Last year, Google liberalized its US trademark policy. That, combined with the 2nd Circuit’s Rescuecom decision, helped spur a flurry of trademark lawsuits against Google (which Google has had some success beating back). Will Google’s policy liberalization in Europe similarly prompt a deluge of new litigation?

Perhaps not, because Google is acting on the strength of an ECJ decision, plus additional helpful rulings in the Louis Vuitton case on remand to the French high court as well as a recent ECJ decision in Portakabin. In contrast, Google had no clear litigation success in the US to support its trademark policy liberalization; rather, it came on the heels of Google’s 2nd Circuit loss in Rescuecom. In fact, I’ve been told that a number of trademark lawsuits were dropped in Europe after the Google ECJ decision, presumably because the plaintiffs figured they couldn’t win.

At the same time, I can’t imagine trademark owners will be happy with Google’s new policy. Google has had more adverse rulings in Europe than it’s seen in the US, and trademark owners in Europe have a broader array of “unfair competition” doctrines to lob at Google even if they feel constrained by the ECJ rulings.
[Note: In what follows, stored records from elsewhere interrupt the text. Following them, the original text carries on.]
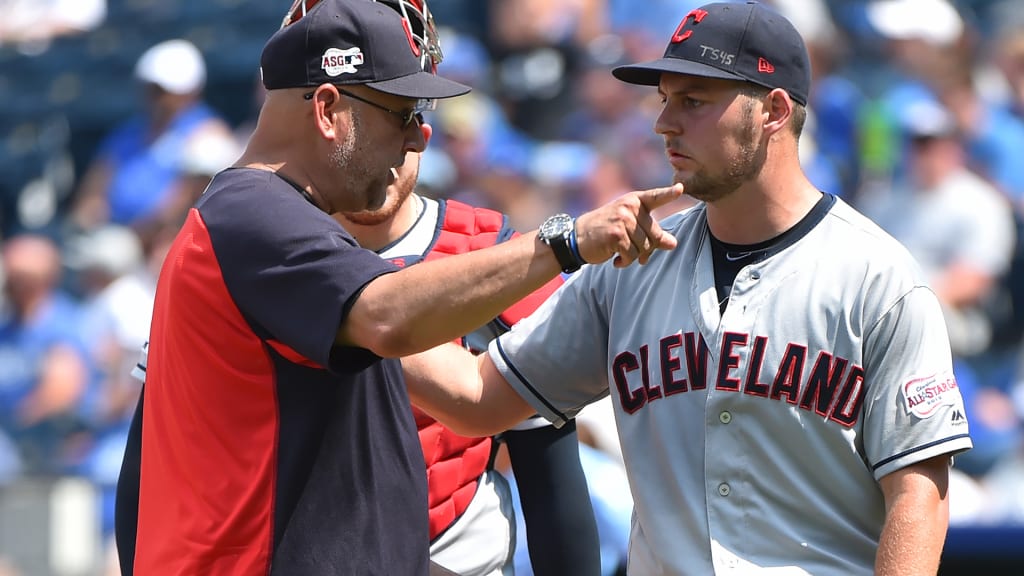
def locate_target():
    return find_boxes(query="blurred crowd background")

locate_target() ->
[0,0,1024,576]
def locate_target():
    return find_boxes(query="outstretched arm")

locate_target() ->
[874,455,949,576]
[337,184,683,358]
[502,420,601,576]
[401,342,536,437]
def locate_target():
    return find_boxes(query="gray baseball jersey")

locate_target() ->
[488,194,971,576]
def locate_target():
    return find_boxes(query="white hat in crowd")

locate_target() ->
[866,0,964,46]
[135,40,206,94]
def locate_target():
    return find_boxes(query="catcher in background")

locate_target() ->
[334,117,601,576]
[334,0,601,576]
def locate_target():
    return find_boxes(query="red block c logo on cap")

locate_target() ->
[672,8,708,44]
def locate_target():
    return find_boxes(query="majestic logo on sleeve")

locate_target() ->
[902,372,961,418]
[321,46,362,78]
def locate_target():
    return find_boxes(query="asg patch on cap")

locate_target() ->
[321,46,364,78]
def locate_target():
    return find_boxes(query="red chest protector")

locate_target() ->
[391,200,561,541]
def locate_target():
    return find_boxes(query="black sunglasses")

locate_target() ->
[302,86,435,129]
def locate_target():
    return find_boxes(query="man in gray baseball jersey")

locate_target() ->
[404,3,971,576]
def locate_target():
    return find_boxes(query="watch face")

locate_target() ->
[540,214,572,238]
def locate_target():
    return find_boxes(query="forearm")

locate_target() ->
[874,458,949,576]
[339,233,560,358]
[401,342,534,437]
[503,420,601,576]
[337,184,683,358]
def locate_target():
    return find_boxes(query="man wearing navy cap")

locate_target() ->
[117,0,682,576]
[397,3,972,576]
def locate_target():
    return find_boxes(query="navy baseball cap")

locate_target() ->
[611,2,811,106]
[260,0,470,99]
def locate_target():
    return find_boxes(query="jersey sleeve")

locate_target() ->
[487,266,608,426]
[864,287,972,479]
[202,180,397,371]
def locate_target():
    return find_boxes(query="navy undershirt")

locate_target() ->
[708,193,836,314]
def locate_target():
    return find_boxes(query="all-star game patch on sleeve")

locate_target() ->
[864,287,972,479]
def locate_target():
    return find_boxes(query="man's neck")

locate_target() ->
[341,193,423,252]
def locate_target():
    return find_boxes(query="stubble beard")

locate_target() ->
[342,160,420,225]
[330,114,389,210]
[676,101,767,203]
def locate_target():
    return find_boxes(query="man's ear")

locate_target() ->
[312,84,341,140]
[764,88,794,134]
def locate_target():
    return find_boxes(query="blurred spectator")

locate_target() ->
[485,0,607,138]
[0,0,106,52]
[0,235,89,475]
[994,26,1024,118]
[865,99,1017,475]
[69,220,174,537]
[72,40,230,236]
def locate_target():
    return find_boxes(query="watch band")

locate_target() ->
[547,230,583,274]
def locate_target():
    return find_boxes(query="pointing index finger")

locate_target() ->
[638,182,683,211]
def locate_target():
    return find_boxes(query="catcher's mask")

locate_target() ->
[281,0,444,74]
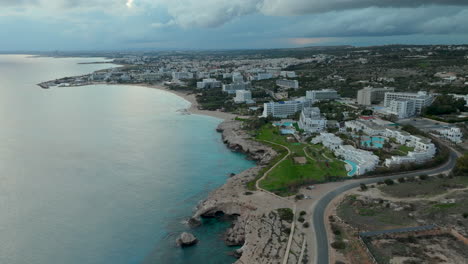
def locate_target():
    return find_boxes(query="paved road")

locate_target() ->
[312,150,458,264]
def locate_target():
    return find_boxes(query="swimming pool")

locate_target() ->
[273,122,293,127]
[361,137,385,148]
[345,160,357,177]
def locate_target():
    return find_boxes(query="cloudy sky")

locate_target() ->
[0,0,468,51]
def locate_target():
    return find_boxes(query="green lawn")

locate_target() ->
[252,125,346,196]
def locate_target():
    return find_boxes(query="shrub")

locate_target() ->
[419,174,429,181]
[331,241,346,249]
[384,179,395,185]
[295,194,304,201]
[278,208,294,223]
[361,183,368,191]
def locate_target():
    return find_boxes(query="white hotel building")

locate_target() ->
[197,79,221,89]
[262,100,309,118]
[223,82,251,94]
[385,129,436,167]
[172,72,193,80]
[312,133,379,175]
[436,127,463,143]
[276,80,299,89]
[387,99,416,118]
[234,90,254,104]
[299,107,327,133]
[306,89,339,102]
[384,92,434,114]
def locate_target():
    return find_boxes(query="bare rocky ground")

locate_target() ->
[371,235,468,264]
[336,177,468,264]
[189,121,303,264]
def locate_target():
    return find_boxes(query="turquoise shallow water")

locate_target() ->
[0,55,253,264]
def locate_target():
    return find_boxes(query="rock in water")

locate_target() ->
[176,232,198,247]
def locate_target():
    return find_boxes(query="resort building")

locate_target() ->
[449,94,468,107]
[250,72,273,81]
[223,82,251,94]
[345,120,386,136]
[312,133,379,176]
[232,72,244,83]
[385,129,436,167]
[299,107,327,133]
[306,89,339,102]
[384,91,434,115]
[234,90,254,104]
[436,127,463,143]
[276,80,299,89]
[280,71,297,78]
[262,100,309,118]
[357,87,395,105]
[386,99,416,118]
[172,72,193,80]
[197,79,221,89]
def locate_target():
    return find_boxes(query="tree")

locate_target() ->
[453,154,468,176]
[384,179,395,185]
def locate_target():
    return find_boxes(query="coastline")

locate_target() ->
[41,79,296,264]
[123,84,237,121]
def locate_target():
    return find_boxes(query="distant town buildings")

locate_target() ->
[280,71,297,78]
[232,72,244,83]
[234,90,254,104]
[384,91,434,115]
[306,89,339,102]
[197,79,221,89]
[172,72,193,80]
[276,80,299,89]
[299,107,327,133]
[223,82,251,94]
[357,87,395,105]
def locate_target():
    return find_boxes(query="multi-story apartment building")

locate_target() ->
[223,82,251,94]
[276,80,299,89]
[384,92,434,114]
[357,87,395,105]
[172,72,193,80]
[306,89,339,102]
[234,90,253,104]
[263,100,309,118]
[299,107,327,133]
[387,99,416,118]
[197,79,221,89]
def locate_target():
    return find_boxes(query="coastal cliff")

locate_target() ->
[191,121,291,264]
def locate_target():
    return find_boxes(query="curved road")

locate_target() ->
[312,148,458,264]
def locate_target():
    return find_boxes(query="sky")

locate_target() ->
[0,0,468,51]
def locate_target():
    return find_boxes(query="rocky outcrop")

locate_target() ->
[191,121,296,264]
[176,232,198,247]
[216,121,277,165]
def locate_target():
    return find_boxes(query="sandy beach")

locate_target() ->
[126,84,236,121]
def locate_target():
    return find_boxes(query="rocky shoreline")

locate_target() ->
[189,121,298,264]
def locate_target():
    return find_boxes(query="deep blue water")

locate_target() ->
[0,55,253,264]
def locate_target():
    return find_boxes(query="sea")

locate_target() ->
[0,55,254,264]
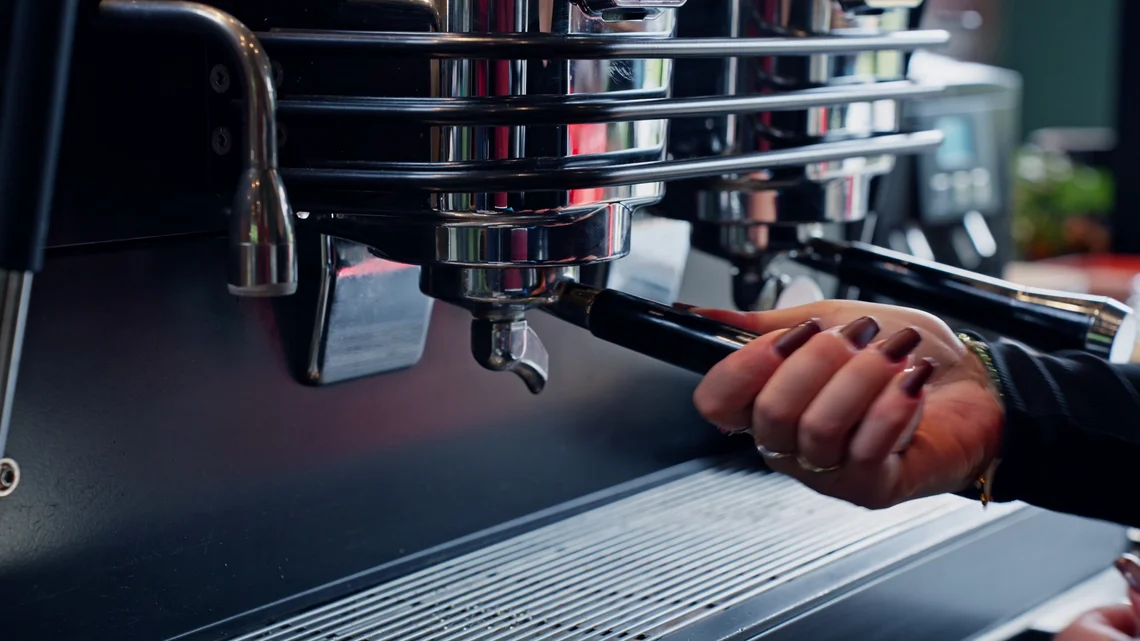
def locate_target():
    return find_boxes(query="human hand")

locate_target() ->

Further, trademark owners might disagree with Google’s interpretation of its policy to block confusing ad text/keyword bids. All told, Google could be in for a turbulent ride in Europe.

My main Q is: how much new incremental revenue will this policy change unlock? It bears noting that after Google made its policy changes last year, it subsequently reported huge year-over-year revenue growth. How much of that growth was due to organic growth of Google’s business, and how much of it was attributable to new advertising coming from the liberalized policy? I’ve never gotten a satisfactory answer to that Q. I wonder what will happen with the Europe change. Should we anticipate Google’s European revenues are about to get turbocharged by all of the new advertising that was previously squelched by the former policy?

I also wonder if this change will put increased pressure on trademark owners to sue advertisers directly. Already those lawsuits are too numerous to count in the US; and the Google ECJ opinion (combined with the Portakabin opinion, a TM owner v. advertiser suit) put the onus on advertisers not to create confusion through their keyword advertising. Personally, I think most of those TM owner vs. keyword advertiser lawsuits are massive money pits, but far too many TM owners have pursued them nonetheless.